No, it comes down to what Tibian said in a post in the server label thread about fostering community. It's a bit long with a lot of quotes, so I won't re-quote it, but you can find it here:
http://forum.square-enix.com/ffxiv/t...l=1#post493681
My experience in FFXI always comes to mind. I played on a server with a very large JP community, which, in time, overshadowed the English speaking community. Eventually, many western players went on to games like WoW, and it became harder and harder to replace the lost numbers in my linkshell. The game grew to be very lonely on my server, despite the fact it was active. I felt like a foreigner in a foreign land. I could never send a tell to someone without using the auto-translator, because 8/10 times, it would be returned with, {I'm sorry.} {I don't speak any English.} And when I would get blind tells in Japanese characters, I would return it with, {I'm sorry.} {I don't speak any Japanese.} Very very rarely, I would have someone elaborate with {Party}? But more often than not, the conversation would end right there, with no elaboration.
After four years, and I finally got lured away to WoW, my second MMO. I was on a US server.

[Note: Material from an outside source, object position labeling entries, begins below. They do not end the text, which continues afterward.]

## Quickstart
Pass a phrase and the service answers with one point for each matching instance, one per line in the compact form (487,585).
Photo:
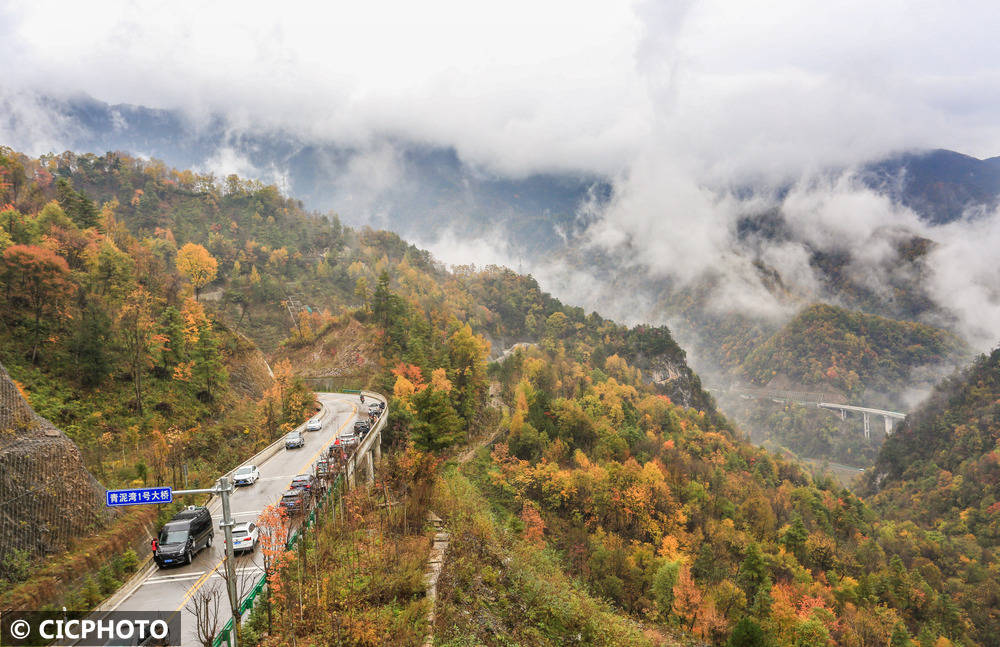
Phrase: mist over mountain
(907,236)
(411,187)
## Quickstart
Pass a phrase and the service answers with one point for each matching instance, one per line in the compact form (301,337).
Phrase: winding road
(170,589)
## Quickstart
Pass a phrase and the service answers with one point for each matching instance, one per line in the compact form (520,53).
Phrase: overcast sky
(724,88)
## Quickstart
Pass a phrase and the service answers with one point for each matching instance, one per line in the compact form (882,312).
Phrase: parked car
(245,537)
(246,475)
(182,537)
(305,481)
(294,439)
(294,501)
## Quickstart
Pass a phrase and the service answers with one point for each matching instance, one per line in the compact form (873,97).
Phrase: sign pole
(225,487)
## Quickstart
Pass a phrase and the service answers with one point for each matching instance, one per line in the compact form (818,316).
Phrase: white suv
(246,475)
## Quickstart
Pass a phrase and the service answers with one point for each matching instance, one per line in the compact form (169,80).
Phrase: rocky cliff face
(47,496)
(678,381)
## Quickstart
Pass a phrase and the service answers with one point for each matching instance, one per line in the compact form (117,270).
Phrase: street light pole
(225,487)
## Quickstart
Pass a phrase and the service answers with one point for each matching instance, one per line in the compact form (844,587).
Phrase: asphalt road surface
(170,589)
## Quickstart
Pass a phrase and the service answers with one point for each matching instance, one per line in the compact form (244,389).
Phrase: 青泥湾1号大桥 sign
(139,496)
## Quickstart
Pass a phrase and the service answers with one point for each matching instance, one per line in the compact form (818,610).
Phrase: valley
(619,500)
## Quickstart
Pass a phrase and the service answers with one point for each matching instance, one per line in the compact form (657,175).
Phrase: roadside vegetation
(611,510)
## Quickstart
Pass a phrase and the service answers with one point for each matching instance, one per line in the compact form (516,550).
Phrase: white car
(245,535)
(246,475)
(347,437)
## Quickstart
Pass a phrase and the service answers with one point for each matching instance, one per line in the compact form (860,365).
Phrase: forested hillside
(858,356)
(942,467)
(847,356)
(614,490)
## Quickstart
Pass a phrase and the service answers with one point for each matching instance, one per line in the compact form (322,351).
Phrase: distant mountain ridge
(415,189)
(421,190)
(940,185)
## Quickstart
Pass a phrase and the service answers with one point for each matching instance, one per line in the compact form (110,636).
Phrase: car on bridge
(304,481)
(183,537)
(295,501)
(246,475)
(348,438)
(245,536)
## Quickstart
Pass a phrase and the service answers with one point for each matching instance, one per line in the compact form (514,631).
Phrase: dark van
(183,536)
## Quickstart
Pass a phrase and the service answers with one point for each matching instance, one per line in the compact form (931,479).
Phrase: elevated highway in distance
(823,401)
(170,589)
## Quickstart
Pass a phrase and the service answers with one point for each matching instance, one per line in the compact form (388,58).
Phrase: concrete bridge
(888,417)
(368,454)
(824,401)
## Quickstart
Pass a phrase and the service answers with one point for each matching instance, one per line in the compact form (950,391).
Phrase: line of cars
(190,530)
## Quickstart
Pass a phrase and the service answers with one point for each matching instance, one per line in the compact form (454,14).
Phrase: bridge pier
(352,464)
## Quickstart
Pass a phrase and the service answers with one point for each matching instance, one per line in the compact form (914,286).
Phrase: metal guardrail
(335,489)
(225,634)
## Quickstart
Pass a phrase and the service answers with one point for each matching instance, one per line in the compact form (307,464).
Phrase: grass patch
(497,589)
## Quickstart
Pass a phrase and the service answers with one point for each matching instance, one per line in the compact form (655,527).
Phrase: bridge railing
(329,497)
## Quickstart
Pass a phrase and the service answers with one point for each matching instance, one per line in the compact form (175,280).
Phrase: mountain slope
(858,356)
(66,504)
(942,469)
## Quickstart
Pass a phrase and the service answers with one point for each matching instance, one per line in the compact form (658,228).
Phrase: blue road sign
(140,496)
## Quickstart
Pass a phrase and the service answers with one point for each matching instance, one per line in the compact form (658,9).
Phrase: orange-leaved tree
(200,267)
(38,278)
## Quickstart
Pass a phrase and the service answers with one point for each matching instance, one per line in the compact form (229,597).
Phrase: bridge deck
(875,412)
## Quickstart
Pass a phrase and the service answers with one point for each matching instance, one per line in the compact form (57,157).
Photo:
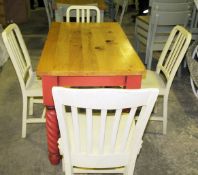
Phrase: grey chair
(152,31)
(192,61)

And I could finally just... type! And talk. Without sifting through the auto-translator that had been sucking out my soul for four years. I could finally just have a normal conversation without it frustrating or disheartening me.
I don't have a problem with foreign players. I just don't want to find myself, once again, isolated in a situation where I can't just have a simple conversation with someone. It's not that I don't want people of other languages on my server. I just want to be where a majority of English speaking people are. And if server labels help that, than I'm all for it.
No one is saying we shouldn't have the
option of having global servers, or playing on whatever server we like. You live in NA but you want to be on a JP server? More power to you! But I want to be able to assume that people can and will be able to understand me without jumping through hoops when I talk to them.